If there's one fool for you then I am it, Janet
Now I've one thing to say and that's
Dammit Janet, I love you!
Em meio a vários títulos inesquecíveis, nenhum foi tão singular ou chocante quanto The Rocky Horror Picture Show (1975). Narrado por um criminalista (Charles Gray), o filme acompanha o jovem e virginal casal Brad Majors (Barry Bostwick) e Janet Weiss (Susan Sarandon), que após noivarem decidem visitar o dr Everett Von Scott (Jonathan Adams), professor em cujas aulas eles se conheceram e se apaixonaram. As primeiras cenas são suficientes para traçar um perfil dos dois: inocentes, sonhadores e reprimidos - um perfeito estereótipo de um padrão esperado pela sociedade. Enfim, quando Brad e Janet estão na estrada, em meio a um temporal, um pneu do carro fura e eles saem na chuva em busca de ajuda.
It's just a jump to the left, and then a step to the right (...)

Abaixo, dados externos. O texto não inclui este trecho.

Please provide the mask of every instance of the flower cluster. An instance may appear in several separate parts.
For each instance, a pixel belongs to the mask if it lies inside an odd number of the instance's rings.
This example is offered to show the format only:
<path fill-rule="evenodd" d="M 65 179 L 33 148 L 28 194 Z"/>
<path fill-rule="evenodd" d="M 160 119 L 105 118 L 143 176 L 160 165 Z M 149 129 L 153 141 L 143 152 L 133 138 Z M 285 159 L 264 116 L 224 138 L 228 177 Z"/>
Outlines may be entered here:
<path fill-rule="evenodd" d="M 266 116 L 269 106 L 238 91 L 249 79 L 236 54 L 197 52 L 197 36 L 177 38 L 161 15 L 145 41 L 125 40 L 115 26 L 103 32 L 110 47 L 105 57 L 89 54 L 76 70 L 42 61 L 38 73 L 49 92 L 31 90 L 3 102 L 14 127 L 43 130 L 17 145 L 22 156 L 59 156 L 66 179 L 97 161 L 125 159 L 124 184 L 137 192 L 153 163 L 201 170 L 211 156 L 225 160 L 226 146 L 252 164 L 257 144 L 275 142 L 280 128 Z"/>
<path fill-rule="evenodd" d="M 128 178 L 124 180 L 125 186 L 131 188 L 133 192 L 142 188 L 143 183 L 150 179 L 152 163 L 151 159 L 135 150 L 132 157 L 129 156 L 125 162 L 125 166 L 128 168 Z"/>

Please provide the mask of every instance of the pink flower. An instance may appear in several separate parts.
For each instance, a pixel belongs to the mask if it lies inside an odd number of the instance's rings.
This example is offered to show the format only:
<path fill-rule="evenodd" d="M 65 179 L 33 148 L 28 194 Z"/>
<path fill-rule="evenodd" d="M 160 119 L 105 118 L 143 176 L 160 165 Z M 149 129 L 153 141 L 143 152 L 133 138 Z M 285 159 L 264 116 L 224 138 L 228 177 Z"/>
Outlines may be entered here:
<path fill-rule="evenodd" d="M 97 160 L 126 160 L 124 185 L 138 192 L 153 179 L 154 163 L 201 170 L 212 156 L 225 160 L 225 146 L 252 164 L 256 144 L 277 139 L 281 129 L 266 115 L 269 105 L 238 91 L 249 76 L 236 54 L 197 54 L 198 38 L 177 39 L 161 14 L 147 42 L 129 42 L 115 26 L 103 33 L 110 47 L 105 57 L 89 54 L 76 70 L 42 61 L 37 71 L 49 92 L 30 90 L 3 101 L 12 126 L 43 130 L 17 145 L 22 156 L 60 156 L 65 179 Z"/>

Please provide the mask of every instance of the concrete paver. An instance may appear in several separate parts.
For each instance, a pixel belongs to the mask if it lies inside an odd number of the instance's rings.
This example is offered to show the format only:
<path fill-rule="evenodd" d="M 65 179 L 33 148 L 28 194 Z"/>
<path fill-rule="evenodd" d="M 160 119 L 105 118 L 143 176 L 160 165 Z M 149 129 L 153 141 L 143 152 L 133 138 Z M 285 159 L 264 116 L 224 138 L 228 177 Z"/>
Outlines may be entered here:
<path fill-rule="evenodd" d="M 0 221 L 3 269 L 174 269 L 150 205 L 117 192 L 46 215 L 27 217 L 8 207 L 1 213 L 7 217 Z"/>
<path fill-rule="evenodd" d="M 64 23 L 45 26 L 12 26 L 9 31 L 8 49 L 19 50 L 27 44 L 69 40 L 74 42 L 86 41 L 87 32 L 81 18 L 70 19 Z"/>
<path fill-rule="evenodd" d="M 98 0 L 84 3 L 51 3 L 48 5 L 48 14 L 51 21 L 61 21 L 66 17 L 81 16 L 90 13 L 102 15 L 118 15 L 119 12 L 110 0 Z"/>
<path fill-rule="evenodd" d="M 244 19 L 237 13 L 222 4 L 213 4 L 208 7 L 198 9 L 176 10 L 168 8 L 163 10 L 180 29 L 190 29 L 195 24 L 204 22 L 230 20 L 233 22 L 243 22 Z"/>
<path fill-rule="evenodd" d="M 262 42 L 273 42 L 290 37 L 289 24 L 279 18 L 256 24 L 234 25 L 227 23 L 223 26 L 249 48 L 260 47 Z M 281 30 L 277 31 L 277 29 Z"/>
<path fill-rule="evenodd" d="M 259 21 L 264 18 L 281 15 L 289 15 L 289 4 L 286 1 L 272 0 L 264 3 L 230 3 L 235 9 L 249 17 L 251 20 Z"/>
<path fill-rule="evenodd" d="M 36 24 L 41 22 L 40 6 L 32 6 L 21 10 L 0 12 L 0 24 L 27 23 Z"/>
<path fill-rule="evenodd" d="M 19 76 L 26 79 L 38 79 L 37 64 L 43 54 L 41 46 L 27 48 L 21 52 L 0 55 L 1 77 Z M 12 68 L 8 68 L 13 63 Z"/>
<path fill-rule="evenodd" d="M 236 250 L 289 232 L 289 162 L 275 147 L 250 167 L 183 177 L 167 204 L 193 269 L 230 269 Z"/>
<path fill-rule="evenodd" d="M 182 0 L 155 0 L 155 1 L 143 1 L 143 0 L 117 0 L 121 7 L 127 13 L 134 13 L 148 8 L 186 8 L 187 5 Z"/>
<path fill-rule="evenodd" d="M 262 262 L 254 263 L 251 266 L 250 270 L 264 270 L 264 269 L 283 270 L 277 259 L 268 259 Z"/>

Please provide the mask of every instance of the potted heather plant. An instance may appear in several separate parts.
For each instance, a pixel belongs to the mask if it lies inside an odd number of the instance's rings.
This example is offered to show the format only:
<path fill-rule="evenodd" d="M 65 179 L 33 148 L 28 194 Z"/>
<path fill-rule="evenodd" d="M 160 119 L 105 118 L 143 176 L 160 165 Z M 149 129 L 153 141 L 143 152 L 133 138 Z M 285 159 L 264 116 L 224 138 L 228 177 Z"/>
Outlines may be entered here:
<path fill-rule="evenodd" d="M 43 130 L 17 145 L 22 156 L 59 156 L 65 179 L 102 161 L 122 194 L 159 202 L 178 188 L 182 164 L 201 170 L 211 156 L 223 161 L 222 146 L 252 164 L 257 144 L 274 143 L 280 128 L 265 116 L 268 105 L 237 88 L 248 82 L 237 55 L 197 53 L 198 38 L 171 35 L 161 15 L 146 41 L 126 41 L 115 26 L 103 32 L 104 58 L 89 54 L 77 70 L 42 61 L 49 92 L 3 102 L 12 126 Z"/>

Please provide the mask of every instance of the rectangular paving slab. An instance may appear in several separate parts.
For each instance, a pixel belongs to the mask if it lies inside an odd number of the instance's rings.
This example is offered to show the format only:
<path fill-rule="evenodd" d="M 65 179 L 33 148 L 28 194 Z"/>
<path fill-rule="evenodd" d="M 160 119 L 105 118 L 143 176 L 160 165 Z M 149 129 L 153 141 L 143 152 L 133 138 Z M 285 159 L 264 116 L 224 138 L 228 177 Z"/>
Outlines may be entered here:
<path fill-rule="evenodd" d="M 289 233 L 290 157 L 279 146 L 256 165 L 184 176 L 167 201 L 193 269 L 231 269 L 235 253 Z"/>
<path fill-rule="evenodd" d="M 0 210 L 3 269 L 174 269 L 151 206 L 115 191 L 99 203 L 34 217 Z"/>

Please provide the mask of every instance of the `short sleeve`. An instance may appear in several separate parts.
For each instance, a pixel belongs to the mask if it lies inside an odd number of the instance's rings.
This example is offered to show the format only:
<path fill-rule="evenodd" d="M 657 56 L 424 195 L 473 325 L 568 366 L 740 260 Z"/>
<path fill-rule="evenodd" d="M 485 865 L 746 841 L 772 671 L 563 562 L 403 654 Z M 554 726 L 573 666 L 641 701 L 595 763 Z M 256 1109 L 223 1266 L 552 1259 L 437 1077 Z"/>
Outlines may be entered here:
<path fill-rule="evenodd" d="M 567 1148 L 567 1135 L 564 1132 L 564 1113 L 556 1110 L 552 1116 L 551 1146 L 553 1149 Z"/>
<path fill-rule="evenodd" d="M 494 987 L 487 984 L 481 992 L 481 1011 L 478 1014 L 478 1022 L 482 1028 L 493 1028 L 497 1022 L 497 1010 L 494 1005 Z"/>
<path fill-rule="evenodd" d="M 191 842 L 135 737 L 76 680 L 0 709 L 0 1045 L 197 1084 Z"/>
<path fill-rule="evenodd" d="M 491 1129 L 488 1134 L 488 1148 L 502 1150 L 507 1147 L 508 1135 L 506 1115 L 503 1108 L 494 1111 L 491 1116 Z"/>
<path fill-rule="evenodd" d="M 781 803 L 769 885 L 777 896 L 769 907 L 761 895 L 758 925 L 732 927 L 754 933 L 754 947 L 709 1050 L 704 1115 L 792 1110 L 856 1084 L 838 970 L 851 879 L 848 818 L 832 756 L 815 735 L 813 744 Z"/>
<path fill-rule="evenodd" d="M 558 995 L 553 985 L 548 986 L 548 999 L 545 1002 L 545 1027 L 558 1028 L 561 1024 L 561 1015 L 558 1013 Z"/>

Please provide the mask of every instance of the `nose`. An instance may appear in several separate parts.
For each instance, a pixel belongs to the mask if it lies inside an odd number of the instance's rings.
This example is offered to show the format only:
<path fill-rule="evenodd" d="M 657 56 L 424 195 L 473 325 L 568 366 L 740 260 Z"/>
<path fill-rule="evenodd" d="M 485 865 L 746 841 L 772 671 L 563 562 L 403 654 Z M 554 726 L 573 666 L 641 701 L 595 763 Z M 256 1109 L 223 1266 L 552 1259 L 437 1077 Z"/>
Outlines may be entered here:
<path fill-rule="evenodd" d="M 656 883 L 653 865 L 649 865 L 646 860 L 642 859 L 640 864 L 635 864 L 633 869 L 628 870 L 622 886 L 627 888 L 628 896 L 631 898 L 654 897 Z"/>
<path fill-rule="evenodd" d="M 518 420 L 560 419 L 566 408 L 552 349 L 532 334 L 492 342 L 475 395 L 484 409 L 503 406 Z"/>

You're spaced out on sensation, like you're under sedation
Let's do the Time Warp again!
Nosso casal de heróis chega a um castelo onde pretendiam se proteger da chuva enquanto esperavam ajuda de alguém. Eles são recebidos pelo sombrio mordomo Riff-Raff (Richard O'Brien), pela irmã dele, a empregada Magenta (Patricia Quinn) e pela copeira Columbia (Little Nell), e se inicialmente acharam o lugar assustador, a impressão passou a ser de bizarrice quando eles entram num salão e veem várias pessoas dançando a Dobra temporal (Time warp), literalmente uma dança do acasalamento. Mas bizarra e chocante mesmo é a chegada do anfitrião da casa, o dr Frank-N-Furter (Tim Curry), um "doce travesti da Transilvânia Transexual" - aparece meio vampiresco, com uma capa enorme, e se revela mais divo que muita drag ao ficar de collant e cinta-liga.
I could show you my favourite obsession:
I've been making a man with blond hair and a tan
And he's good for relieving my tension
Frank conta a Brad e Janet o motivo de tanta festa na noite em que estavam: ele iria apresentar aos convidados sua mais nova e perfeita criação: um homem musculoso e bronzeado feito para satisfazer suas mais íntimas necessidades. Batizado de Rocky, o projeto de Frank tem de músculos o que não tem de cérebro - foi usada parte do cérebro de outra criatura, que inoportunamente aparece enquanto o cientista se maravilhava com seu novo brinquedo pessoal. Os desdobramentos das revelações das intenções e dos feitos de Frank, além da realização de tais intenções, são tão surpreendentes quanto insanos.
Give yourself over to absolute pleasure
Swim the warm waters of sins of the flesh
Erotic nightmares beyond any measure
And sensual daydreams to treasure forever
Can't you just see it? 
Dizer que The Rocky Horror Picture Show é um dos musicais mais memoráveis de todos os tempos não é coisa de fã e nem é pelo fato do quanto ele se afasta de todos os padrões. O filme tem o mérito de abordar os temas que aborda da forma como aborda. Muitos são os filmes que tratam da questão da sexualidade, especialmente da repressão e da descoberta - só para exemplificar, o clássico Repulsa ao sexo (1965) de Polanski ou o contemporâneo e maravilhoso Azul é a cor mais quente (2013); mas a vertente que The Rocky Horror segue é absolutamente singular. Onde mais você vai encontrar um cientista transexual alienígena que não só brinca de Frankstein como ama seduzir os inocentes e colocá-los no mau caminho? Janet é a figura que mais representa a repressão dos próprios impulsos, contida no seu papel de boa moça - até explodir tudo cantando toucha toucha toucha touch me, I wanna be dirty. E mais do que a temática sexual, o filme fala sobre esquisitices e como as pessoas devem abraçar suas esquisitices e particularidades, pois todas são únicas e por mais bizarras que pareçam, todas podem se encaixar no mundo de alguma forma.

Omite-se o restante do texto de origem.